Publié le 27/11/2009 à 0h00

Politologue et criminologue, Hélène Blanc explore depuis vingt ans le monde de la mafia russe. Auteure, avec Renata Lesnik, des Prédateurs du Kremlin (Seuil, 2009), elle explique comment le KGB a repris en main les affaires russes.

Selon Transparency International, la Russie se trouve parmi les pays les plus corrompus de la planète. Comment en est-on arrivé là ?

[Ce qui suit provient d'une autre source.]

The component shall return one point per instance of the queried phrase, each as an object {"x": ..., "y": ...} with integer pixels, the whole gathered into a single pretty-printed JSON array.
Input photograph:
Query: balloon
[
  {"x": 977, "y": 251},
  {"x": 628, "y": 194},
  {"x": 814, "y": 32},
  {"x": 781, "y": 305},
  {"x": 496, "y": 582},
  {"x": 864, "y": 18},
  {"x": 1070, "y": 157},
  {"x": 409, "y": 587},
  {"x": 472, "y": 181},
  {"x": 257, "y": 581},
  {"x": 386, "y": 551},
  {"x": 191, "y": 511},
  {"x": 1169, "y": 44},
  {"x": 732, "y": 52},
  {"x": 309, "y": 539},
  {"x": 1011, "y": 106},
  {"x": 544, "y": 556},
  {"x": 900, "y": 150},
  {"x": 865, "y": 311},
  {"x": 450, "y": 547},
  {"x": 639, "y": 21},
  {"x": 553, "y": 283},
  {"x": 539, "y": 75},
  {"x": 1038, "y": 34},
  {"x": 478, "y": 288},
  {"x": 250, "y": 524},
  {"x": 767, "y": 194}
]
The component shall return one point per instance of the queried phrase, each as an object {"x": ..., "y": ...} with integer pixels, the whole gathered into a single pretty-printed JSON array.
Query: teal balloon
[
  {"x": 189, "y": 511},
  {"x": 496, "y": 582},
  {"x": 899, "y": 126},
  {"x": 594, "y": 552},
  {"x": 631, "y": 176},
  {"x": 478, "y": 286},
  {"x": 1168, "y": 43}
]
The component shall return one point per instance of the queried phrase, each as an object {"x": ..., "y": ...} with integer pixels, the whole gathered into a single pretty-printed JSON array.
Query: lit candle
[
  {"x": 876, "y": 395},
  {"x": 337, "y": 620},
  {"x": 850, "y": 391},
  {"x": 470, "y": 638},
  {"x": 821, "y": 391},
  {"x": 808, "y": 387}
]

La corruption est quelque chose qui existait déjà dans le monde soviétique. Il fallait gérer le problème de la pénurie de biens de consommation et les gens ont pris l'habitude de faire du troc, par exemple d'échanger un lapin contre des gants. Le marché noir s'est développé et la corruption est devenue partie intégrante de la culture soviéto-russe. Les fonctionnaires sont devenus des criminels en col blanc. Un simple coup de tampon se monnaye. Il y a un tarif pour chaque geste que fait un employé d'Etat. Cela se chiffre en milliards de roubles. Rien qu'en 2006, cela s'élevait à 230 milliards de roubles [5 milliards d'euros, ndlr]. A cela s'ajoute l'argent que dépensent les entrepreneurs, pas seulement russes, pour remporter des marchés. Les Russes acceptent tout ça. Cela fait partie du mode de vie. Et comme le gouvernement ne fait rien, malgré ses assurances formelles, la corruption ne fait que se développer.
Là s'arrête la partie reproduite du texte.